Document Type : Promotional article
Author
PhD in Philosophy, University of Tabriz
Abstract
There is no mention of Machiavelli in Fichte's works until 1806. In 1806, Fichte spoke about Machiavelli for the first time in the article "About Machiavelli", then in the book "Addresses to the German Nation" written in 1808, he finds Machiavelli important again and tries to Inspired by Machiavelli, who introduced the concept of the nation in political philosophy, to create a logic to explain the German nation, for this purpose, by receiving the similarity between the state of faith and the Italian two centuries ago, he speaks of a nation that in the states Has spread its local small. In his view, the concept of the German nation is a common situation and condition that is scattered throughout the entire geography of Germany and as a common reality, gathers all German people and intellectuals under one general reality. In his speeches, he is looking for a way to reduce the cultural and political influence of France over Germany. Fichte states that if Germany wants to be saved from political and cultural backwardness, the way is to develop and reveal the inner power of the German nation instead of relying on external power.

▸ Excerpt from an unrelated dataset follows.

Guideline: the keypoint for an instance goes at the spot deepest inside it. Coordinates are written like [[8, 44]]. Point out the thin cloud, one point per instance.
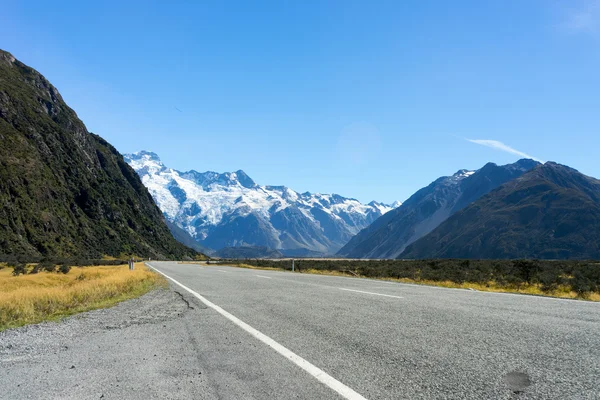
[[584, 19], [494, 144]]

Although Fichte did not mention Machiavelli in the period of Jena when he wrote his two important books, namely, the doctrine of knowledge and the foundation of natural right, it is apparently in this period that Fichte, like Machiavelli, used effective truth in explaining relations in explaining politics. He finds it important to be political and with this explanation he goes to the establishment of his political system. He does not mention Machiavelli in the foundation of natural right where he explains his philosophy of right and politics, but Fichte seems to have been influenced by Machiavelli in his theoretical politics. In this way, although in Fichte's works, we encounter Machiavelli in the Berlin period, that is, the time when nothing was left of Germany but multiple weak governments, but in the Jena period, he also in political philosophy, in a way, in the land that Machiavelli in Shahriar creates and explains his political philosophy.
The main problem of this article is to show how Fichte's political philosophy in the Jena period cannot be properly understood without considering Machiavelli's political thought and situation. Although Fichte considered the moral world to be the end of political relations, in many ways he adheres to the logic that Machiavelli creates in politics. Influenced by Machiavelli, he interprets political relations based on effective truth, and considering national unity, the rule of law and public interests as fundamental, he explains rights and politics through recognition. By explaining law and politics, Fichte brings politics, which in Machiavelli was considered the center of human relations, into the realm of consciousness and objectivity, and in this way, the logic of Machiavelli's politics is implemented in the realm of philosophy and opinion. brings
The author has written this article with a descriptive and analytical method, and the author's goal in writing this article is to present a picture of Fichte's subjective idealism, based on which to show how Fichte's philosophical ontology interacts with the issues that Machiavelli was involved with in his political thought, and ontology Philosophically, he fertilizes himself in the shadow of the possibilities created in Machiavelli's political thought, and in this way, Fichte's subjective idealism can be explained in the political situation and national unity of Germany.
Conclusion
From what has been said, Machiavelli was able to activate the intellectual errors of classical political thought through the effective truth plan in the political system, and by destroying the old political foundations, he built his politics on its ruins. , presented a logic for politics that after him many thinkers of political philosophy, including Fichte, were influenced by it. Although Fichte was an idealist in the ethical system and also in politics he considered the ethical system as an end for the political system, but in many ways he thinks in politics based on the logic that Machiavelli founded the political system on. For this reason, the explanation of Fichte's political philosophy cannot be understood without considering the territory that Fichte opens in theoretical politics.